Charleston City Council gave initial approval Tuesday night to a revised plan setting a 30-day limit for on-site storage containers such as the PODS or UNITS brands, with 30-day extensions possible upon request.
Councilman Larry Shirley noted that in his West Ashley district, some residents of the Bridge Pointe townhomes in Shadowmoss had portable units on site for months as their homes were being repaired following flooding in October. He said the open-ended provision for 30-day extensions addressed his concern about the original ordinance, which would have set a 14-day limit with one 14-day extension possible.
"With the emergency clause we have in there, I think it's almost a non-issue," Shirley said Wednesday. "If we find that we've got some problems later on, I think that it could be tweaked."
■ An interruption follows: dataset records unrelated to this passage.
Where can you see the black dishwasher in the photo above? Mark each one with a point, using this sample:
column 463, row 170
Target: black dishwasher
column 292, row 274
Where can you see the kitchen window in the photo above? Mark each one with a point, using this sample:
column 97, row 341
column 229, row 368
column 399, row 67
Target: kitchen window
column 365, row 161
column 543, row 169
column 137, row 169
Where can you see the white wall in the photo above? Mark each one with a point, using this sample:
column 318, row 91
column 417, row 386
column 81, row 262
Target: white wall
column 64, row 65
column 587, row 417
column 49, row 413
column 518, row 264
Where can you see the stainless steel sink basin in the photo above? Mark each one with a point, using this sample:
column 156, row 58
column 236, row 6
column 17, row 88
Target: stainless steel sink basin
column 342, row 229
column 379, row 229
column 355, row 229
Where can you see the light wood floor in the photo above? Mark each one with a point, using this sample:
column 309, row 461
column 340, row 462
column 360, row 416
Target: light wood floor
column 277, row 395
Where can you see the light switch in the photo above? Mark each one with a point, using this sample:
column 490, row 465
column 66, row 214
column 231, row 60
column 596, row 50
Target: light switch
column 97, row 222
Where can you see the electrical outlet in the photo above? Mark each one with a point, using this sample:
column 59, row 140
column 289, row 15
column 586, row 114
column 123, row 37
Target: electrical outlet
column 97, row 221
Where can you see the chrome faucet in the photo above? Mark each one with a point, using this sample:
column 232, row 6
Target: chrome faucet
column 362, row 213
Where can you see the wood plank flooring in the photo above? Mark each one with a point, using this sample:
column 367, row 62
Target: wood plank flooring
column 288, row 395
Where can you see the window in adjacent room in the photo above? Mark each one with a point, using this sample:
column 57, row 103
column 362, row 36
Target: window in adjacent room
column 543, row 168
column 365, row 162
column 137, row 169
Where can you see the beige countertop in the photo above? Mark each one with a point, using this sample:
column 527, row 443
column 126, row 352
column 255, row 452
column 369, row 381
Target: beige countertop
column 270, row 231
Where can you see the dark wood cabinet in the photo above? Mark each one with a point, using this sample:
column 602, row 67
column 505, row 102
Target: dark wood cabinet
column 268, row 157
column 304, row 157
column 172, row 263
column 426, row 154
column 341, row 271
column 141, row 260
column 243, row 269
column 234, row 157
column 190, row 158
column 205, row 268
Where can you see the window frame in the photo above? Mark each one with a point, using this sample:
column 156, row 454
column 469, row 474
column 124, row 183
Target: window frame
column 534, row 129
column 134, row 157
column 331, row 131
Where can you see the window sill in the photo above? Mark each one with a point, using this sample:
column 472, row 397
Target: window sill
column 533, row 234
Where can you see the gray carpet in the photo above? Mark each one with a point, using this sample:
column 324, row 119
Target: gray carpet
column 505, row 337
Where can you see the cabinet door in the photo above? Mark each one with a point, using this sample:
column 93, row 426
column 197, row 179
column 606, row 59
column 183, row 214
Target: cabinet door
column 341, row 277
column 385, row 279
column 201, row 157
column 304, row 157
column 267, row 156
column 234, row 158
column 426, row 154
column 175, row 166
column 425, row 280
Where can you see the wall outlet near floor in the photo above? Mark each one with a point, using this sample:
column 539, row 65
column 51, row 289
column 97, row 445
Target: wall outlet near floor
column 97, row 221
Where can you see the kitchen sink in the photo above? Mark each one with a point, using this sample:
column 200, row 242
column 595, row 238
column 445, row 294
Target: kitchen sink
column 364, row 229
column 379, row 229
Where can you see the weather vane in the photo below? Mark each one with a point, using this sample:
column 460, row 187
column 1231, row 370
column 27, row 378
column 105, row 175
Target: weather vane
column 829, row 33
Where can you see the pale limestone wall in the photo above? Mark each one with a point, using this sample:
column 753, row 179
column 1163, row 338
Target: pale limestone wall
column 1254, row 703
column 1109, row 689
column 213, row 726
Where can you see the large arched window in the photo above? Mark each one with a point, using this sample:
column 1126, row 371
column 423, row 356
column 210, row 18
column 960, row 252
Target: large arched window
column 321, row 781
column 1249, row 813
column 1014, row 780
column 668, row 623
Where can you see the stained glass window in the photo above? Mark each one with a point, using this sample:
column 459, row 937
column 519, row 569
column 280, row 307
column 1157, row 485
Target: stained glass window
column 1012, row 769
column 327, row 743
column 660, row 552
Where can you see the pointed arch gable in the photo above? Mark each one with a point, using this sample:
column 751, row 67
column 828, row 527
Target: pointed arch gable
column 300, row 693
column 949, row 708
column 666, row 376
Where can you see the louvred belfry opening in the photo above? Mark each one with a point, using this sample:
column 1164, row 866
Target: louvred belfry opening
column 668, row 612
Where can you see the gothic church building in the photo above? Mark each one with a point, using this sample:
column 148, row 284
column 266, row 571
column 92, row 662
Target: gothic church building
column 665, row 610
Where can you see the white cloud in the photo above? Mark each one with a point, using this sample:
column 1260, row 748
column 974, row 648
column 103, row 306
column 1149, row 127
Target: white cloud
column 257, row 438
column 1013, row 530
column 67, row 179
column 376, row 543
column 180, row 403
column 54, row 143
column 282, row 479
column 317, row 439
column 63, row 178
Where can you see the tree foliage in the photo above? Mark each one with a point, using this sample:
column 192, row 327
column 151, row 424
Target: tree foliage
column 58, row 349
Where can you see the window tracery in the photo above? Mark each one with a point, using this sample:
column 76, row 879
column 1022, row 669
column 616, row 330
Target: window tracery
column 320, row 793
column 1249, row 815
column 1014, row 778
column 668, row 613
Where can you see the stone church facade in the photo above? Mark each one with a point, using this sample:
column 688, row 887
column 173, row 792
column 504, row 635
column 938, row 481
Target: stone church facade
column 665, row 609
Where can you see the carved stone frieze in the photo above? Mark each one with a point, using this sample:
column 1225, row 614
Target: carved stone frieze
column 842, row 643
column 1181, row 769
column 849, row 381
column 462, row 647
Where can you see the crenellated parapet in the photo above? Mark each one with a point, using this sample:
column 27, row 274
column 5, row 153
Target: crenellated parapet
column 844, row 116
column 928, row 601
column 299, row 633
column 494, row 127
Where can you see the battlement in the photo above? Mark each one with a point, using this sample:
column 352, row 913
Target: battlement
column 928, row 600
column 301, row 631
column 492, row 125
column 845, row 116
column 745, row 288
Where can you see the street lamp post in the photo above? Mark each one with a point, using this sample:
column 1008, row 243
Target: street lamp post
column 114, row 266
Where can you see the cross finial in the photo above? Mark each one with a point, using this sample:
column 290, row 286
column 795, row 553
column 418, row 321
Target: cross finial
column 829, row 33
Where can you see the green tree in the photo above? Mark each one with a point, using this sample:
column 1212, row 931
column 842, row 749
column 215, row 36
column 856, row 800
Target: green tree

The ordinance could be further revised as it moves through the review process, but a 30-day limit would match regulations in Charleston County and in Mount Pleasant, officials said.
The issue, raised by Councilman Aubry Alexander, has been driven by neighborhood concerns about storage containers kept at residential properties for extended periods of time.
Companies that rent the portable containers typically offer to drop them off at a customer's location, then pick them up when they have been filled and store them in a warehouse until the customer wants them back, but some customers choose to keep them on their properties.
Some neighborhood groups consider the containers, often brightly painted with brand names, unsightly.
The proposed ordinance would also require that the containers be immediately removed if there is a tropical storm warning or a hurricane watch. Barbara Hensley, business manager for local PODS company Charleston Portable Storage, LLC, told City Council members that her company would have no trouble complying with that provision.
The plan will be discussed Sept. 16 at a Charleston Planning Commission meeting.